While many students took cover inside their homes during the recent snow storms, freshman Samantha Mendoza hiked through the icy streets of Lawrence hoping to spread warmth and help those in need.
Mendoza, a political science major, regularly uses her own savings to provide the homeless community in Lawrence with blankets, food and clothing. Mendoza urges others to understand how the simplest things can change someone’s life.
Mendoza said she would like to provide the homeless community with supplies twice a month but, she’s only been able to afford monthly outings recently. She does the majority of her giving on Massachusetts Street but also makes occasional trips to Wichita. Mendoza attempts to provide individuals with blankets and other winter necessities at least two days before a storm occurs.
“Even if you just give someone a coffee, it really does make their day,” Mendoza said. “It feels heavy in my heart when people pass by and don’t sit with them and hear their story.”
Mendoza said she is able to identify with those in need because she has been through struggles of her own. While growing up in southern Kansas, she watched her mother provide for their household of six.
“There were times we didn’t have hot water or electricity,” Mendoza said.
Mendoza reaches out to her family for help with donations to fund her . She said her mother continuously reassures her that the community appreciates her efforts and tries to help Mendoza as much as she can.

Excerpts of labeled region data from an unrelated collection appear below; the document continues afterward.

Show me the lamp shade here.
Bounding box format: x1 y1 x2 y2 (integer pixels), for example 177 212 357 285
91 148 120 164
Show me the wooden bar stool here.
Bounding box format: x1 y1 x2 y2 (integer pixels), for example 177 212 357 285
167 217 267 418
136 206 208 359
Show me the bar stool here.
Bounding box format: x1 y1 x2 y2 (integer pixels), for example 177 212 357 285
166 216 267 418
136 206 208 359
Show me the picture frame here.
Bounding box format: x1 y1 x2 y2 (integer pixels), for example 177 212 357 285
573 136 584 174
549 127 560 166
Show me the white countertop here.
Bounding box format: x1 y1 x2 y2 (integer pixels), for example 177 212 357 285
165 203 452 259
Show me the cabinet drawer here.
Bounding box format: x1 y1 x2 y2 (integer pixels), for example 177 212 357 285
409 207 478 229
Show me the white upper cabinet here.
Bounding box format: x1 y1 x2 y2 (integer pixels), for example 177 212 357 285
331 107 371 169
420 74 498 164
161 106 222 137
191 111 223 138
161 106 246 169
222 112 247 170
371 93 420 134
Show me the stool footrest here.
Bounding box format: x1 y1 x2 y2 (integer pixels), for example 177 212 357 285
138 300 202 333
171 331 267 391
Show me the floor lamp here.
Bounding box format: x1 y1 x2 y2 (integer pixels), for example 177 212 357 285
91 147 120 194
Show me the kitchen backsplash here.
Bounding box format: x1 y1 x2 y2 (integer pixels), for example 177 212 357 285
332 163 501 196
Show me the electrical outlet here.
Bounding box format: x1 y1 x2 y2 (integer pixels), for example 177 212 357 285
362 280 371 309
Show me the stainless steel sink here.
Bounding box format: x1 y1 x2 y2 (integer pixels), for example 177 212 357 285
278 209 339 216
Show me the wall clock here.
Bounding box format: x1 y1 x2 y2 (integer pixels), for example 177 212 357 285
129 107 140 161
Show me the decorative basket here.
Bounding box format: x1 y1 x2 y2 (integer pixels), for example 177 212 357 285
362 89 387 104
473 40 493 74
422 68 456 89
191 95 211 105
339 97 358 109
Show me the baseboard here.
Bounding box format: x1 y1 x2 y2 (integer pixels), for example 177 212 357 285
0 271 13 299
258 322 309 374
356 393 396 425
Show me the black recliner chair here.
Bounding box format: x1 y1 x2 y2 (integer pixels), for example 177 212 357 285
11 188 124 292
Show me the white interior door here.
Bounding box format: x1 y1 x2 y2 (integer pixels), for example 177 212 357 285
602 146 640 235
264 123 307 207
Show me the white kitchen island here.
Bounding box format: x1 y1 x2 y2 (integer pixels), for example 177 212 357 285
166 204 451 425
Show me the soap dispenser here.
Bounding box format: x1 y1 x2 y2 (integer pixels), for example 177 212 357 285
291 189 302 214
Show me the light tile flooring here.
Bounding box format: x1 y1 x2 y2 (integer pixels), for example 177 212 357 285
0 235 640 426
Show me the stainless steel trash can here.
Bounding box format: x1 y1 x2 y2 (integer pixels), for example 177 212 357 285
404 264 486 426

Mendoza also reaches out to her family in Mexico for donations when visiting.
Saria Urbina, Mendoza’s niece, has assisted her with getting blankets from Goodwill. She said it makes her proud to see Mendoza giving back to the community.
“Samantha will try to find anything to keep someone warm," Urbina said. "She’s not one to ask for donations but she would rather go buy or get something to donate with her own money.”
Mendoza hopes to partner with the YMCA and Feeding America in order to make a bigger impact, but for now, she’s been using her passion for helping others to fund her cause.
"It gets pretty hard when I don’t have enough money to help them out and I think about all of the struggles that they’re facing,” Mendoza said. “The most rewarding thing is helping someone along the way and hearing them say thank you. Then I’m able to say ‘God bless you.’”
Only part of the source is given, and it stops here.